Manakah yg benar? WalLaah a’lam. Tapi kemudian muncul kelompok-kelompok pertengahan, seperti Asy’ariyah dan Syiah. Keduanya menawarkan jalan tengah. Asy’ariyah menawarkan jalan tengah dengan memperkenalkan konsep kasb (akuisisi/perolehan kemampuan), sedang Syiah memperkenalkan gagasan al-amr bayn al-amrayn (posisi/pendapat tertentu di antara dua posisi – ekstrem jabariyah dan Mu’tazilah). Dalam pandangan kedua kelompok ini, yang benar adalah bahwa ada (semacam) hukum kausalitas, tapi Allah tetap mencadangkan peran “veto” di dalam mekanisme kausalistik itu.

Meski Asy’ariyah ditengarai lebih dekat ke jabariyah. Posisi Asy’ariyah antara lain diwakili dengan canggih oleh Imam Ghazali, Asy’ariyah memperkenalkan gagasan yang belakangan disebut sebagai okasionalisme. Bahwa sebetulnya tak ada apa yang disebut hukum kausalitas (yang rigid).

Seperti nanti dikembangkan oleh David Hume, Imam Ghazali memberi contoh begini. Jika kapas terbakar oleh api, itu bukanlah kapas yang terbakar akibat api (yang melahapnya) – bukan operasi kausalitas – melainkan kapas terbakar setelah terkena api – jadi hanya berupa peristiwa yang susul-menyusul. Karena, tidak mesti bahwa kapas – atau apa saja – yang terkena api itu terbakar. Kapas terbakar setelah terkena api itu terjadi karena Allah memberikan kemampuan (kasb) kepada api untuk bisa membakar.

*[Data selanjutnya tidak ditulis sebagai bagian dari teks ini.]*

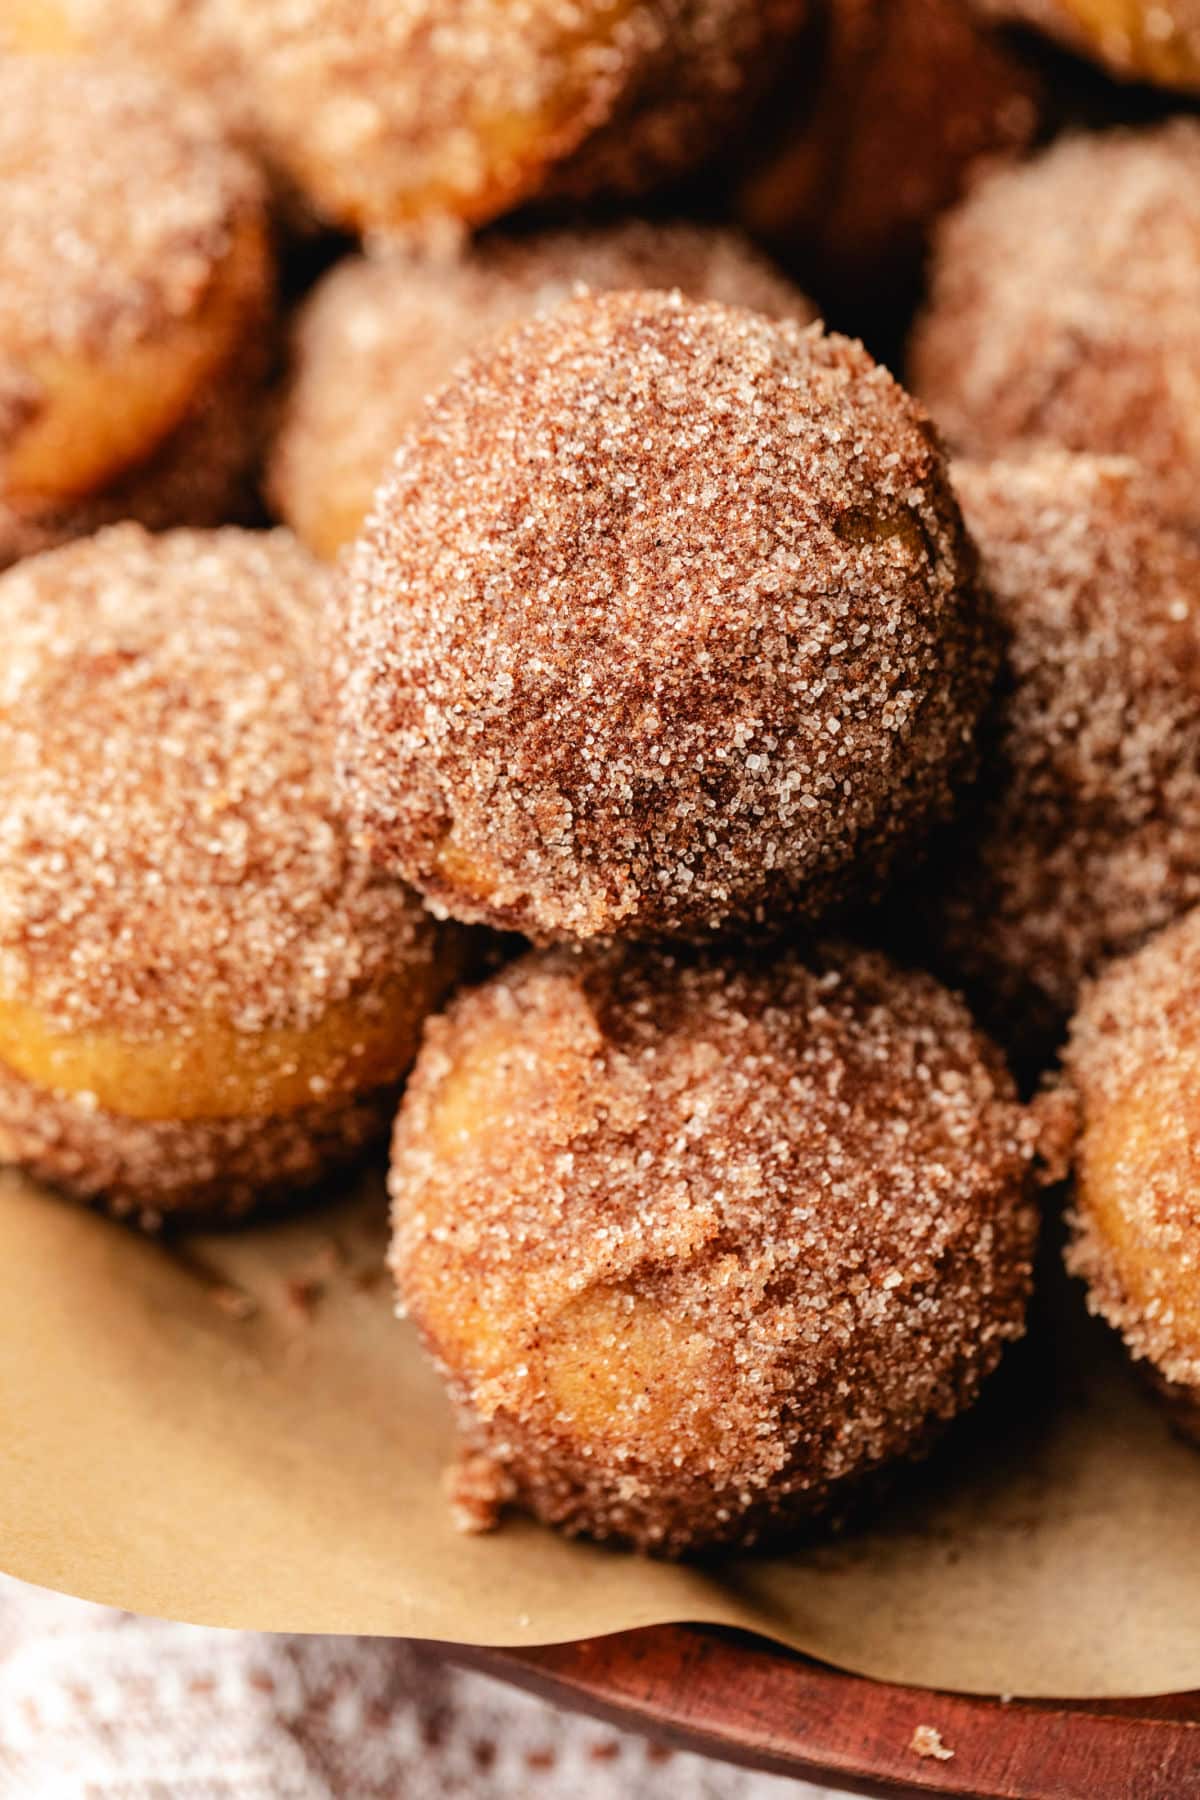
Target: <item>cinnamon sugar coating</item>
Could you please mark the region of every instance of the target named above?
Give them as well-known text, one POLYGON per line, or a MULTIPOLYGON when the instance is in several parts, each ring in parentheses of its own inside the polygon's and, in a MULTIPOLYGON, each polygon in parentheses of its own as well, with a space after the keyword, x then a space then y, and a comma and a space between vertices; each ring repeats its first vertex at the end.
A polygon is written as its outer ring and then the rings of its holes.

Dalam kasus Nabi Ibrahim, misalnya, api yang menelan Nabi Ibrahim gagal membakar beliau karena Allah tak memberinya kemampuan membakar. Malah Allah memerintahkan api itu untuk jadi dingin dan tak mengganggu Nabi Ibrahim. (Seperti saya singgung di atas, Syiah memiliki pandangan pertengahan juga, tapi pemaparannya lebih filosofis sehingga berada di luar jangkauan tulisan pendek ini).

Pandangan Imam Ghazali ini amat menarik. Mungkin sebagian orang ingin merevisinya dengan menyatakan bahwa kausalitas itu ada, tapi tidak rigid. Ada kejadian-kejadian yang di dalamnya Allah mengintervensi sehingga hukum kausalitas batal terjadi.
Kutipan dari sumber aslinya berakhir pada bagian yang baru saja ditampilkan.